Rampok Bank Pakai Pistol Mainan, Pria Ini Ditangkap Kepolisian

ANews, Samarinda – Seorang pria berinisial JP (25) nekat merampok sebuah Bank yang berada di jalan Hasan Basri, Samarinda Memiliki Utang Sebanyak Rp. 180 Juta, Jum’at 21 Mei 2021. pada pukul 12.30 WITA kemaren.

Saat dikonfirmasi, Kasat Reskrim Polresta Samarinda, Kompol Andhika Dharma Sena pria tersebut nekat melakukan tindakannya karena sedang terlilit hutang sekitar Rp.180 Juta.

“Motif pelaku sendiri setelah kita lakukan pengembangan itu ternyata memiliki hutang kurang lebih sekitar Rp 180 juta dari bank,” ungkapnya. Sabtu 22 Mei 2021.

Lantaran adanya hutang tersebut, JP pun berencana untuk merampok bank dengan mempelajari cara merampok melalui video Youtube selama beberapa hari dan melakukan pengintaian.

Mengenai Bank Mandiri Cabang Hasan Basri yang dipilih menjadi lokasi perampokan JP, Kompol Andika mengatakan bank tersebut termasuk sepi nasabah.

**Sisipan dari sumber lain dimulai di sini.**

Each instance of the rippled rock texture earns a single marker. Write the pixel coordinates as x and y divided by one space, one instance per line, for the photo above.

“Karena terpantau sepi, dia sudah ada pengintaian 3 hari sebelum melakukan aksinya,” jelasnya.

JP melancarkan aksinya pada saat shalat Jum’at atau sekitar 12.30 WITA. Dengan mengendarai sepeda motor dan memasuki bank. Seperti prosedur pada umumnya, JP berpura – pura ingin melakukan transaksi uang dan menemui teller bank.

“Pada saat di teller, ia menyodorkan kertas yang isinya berupa ancaman,” ucap Kompol Andhika.

Surat ancaman itu berisi tulisan ‘Aku Punya Pistol dan Bom, Jangan Bertindak Bodoh Kalau Tidak Mau Mati’. JP langsung meminta uang kepada teller dengan memberikan surat ancaman ini.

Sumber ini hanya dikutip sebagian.